Pour que le temps nécessaire à l’apprentissage se synchronise avec la temporalité des situations rencontrées, des moratoires sont nécessaires pour permettre de relier « entreprendre et chercher » (Maubant, 2013, p. 185-186) à l’intérieur des cursus de formation. Mais les temps longs de la réflexion et de la critique entrent en tension avec les temps pluriels en concurrence dans les dispositifs de formation (Alhadeff-Jones, 2014).
Conclusion
Cette recherche avait pour intention de mieux comprendre les rythmes d’apprentissage des adultes en situation d’alternance pour influer sur les futurs dispositifs pédagogiques ou andragogiques. En guise de conclusion, nous posons ici, dans ce but, quelques pistes de réflexion.
L’articulation travail-famille-études est chose difficile. Quelle ingénierie de formation pourrait faciliter cette articulation ?
Dans le rythme effréné d’une formation en cours d’emploi, comment offrir les espaces-temps de respiration nécessaires à l’apprentissage ?
Les moments de travaux de groupe hors temps de cours sont fréquents dans les formations d’adultes. Comment orchestrer cela sans ajouter la contrainte supplémentaire que représente la synchronisation des différentes temporalités micros entre les participants ?
Apprendre en situation s’avère très efficace, mais chaque situation est unique et personnelle.
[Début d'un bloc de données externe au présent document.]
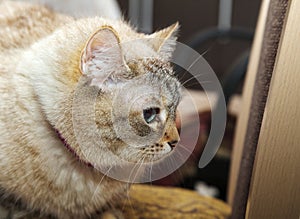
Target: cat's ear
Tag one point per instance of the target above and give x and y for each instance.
(102, 58)
(164, 41)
Comment, dans ce cadre, articuler la formation pour développer les compétences professionnelles visées tout en s’appuyant sur les situations vécues ?
Les bénéfices que représente la médiation d’un tiers sont bien visibles. Dès lors, comment articuler une formation autour de cette médiation sans générer les coûts du préceptorat ?
La multiplication des situations analysées en parallèle semble parasiter l’apprentissage. Dans ces conditions et malgré des organisations modulaires imposées par certains systèmes scolaires, comment redonner aux moments d’enseignement collectif un rôle de ressource au service des situations vécues ?
Il nous semble qu’une ingénierie de formation conçue en réponse à ces questions pourrait faciliter le parcours et les apprentissages des adultes en formation.
Parties annexes
Notes
-
[1]
Par souci de lisibilité, le masculin renvoie à un collectif fait tant d’hommes que de femmes.
-
[2]
Institut fédéral des hautes études en formation professionnelle, http://www.ehb-schweiz.ch/
-
[3]
Éléments ressortis des évaluations des enseignements par les étudiants ainsi que des séances de régulation que l’institution organise, deux fois par année, pour chaque cohorte.
-
[4]
Très présente dans le « centre de développement des métiers » qui s’occupe d’accompagner les organisations du travail dans la redéfinition et l’actualisation des référentiels métier, en vue de l’adaptation des plans de formation et de la création des examens de fin d’apprentissage.